In this article, Jennifer Grier, an assistant professor of immunology at the University of South Carolina, explains why relying on natural immunity isn’t enough to prevent COVID-19 infection.

“Immune protection isn’t always equal. The strength of the immune response, the length of time that the protection lasts and the variation of the immune response across people is very different between vaccine immunity and natural immunity for SARS-CoV-2. COVID-19 vaccines offer safer and more reliable immunity than natural infection,” she writes.

Dr Turner told AAP FactCheck unvaccinated people were at much higher risk of severe illness from COVID-19.

“So anyone who is unvaccinated would need to be very confident they are not going to be at risk of contact with COVID – we cannot guarantee that for anyone in the world at this point,” she said.

AAP FactCheck also sought clarification on Yeadon’s stint at Pfizer but received no reply from the company.

The post’s video lists him as “Pfizer’s former vice president”, although PolitiFact previously identified that Yeadon hadn’t worked for the pharmaceutical giant since 2011. That year, he was identified in a press release as a former vice president and chief scientific officer of Pfizer’s allergy and respiratory unit.

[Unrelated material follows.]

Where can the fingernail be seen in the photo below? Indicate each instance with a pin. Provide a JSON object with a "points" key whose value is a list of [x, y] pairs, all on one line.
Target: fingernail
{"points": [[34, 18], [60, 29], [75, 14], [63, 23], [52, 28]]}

Two women wearing face masks against coronavirus
 People can transmit COVID-19 when they have symptoms – and when they don’t, experts say. 

The Verdict

In the post’s video, Yeadon falsely asserts that the notion of asymptomatic cases and transmission of respiratory viruses such as COVID-19 was “invented in 2020” and that it defied reason. Numerous viruses have been tied to asymptomatic cases and transmission before this date, including influenza and the 2009 H1N1 respiratory viruses. Several studies have identified evidence of widespread asymptomatic transmission of SARS-CoV-2, which causes COVID-19.

Yeadon also repeats the debunked claim that COVID-19 vaccines are unnecessary. Experts and health authorities have identified that vaccines are safer and more reliable for protection from the virus than natural immunity.

False – Content that has no basis in fact.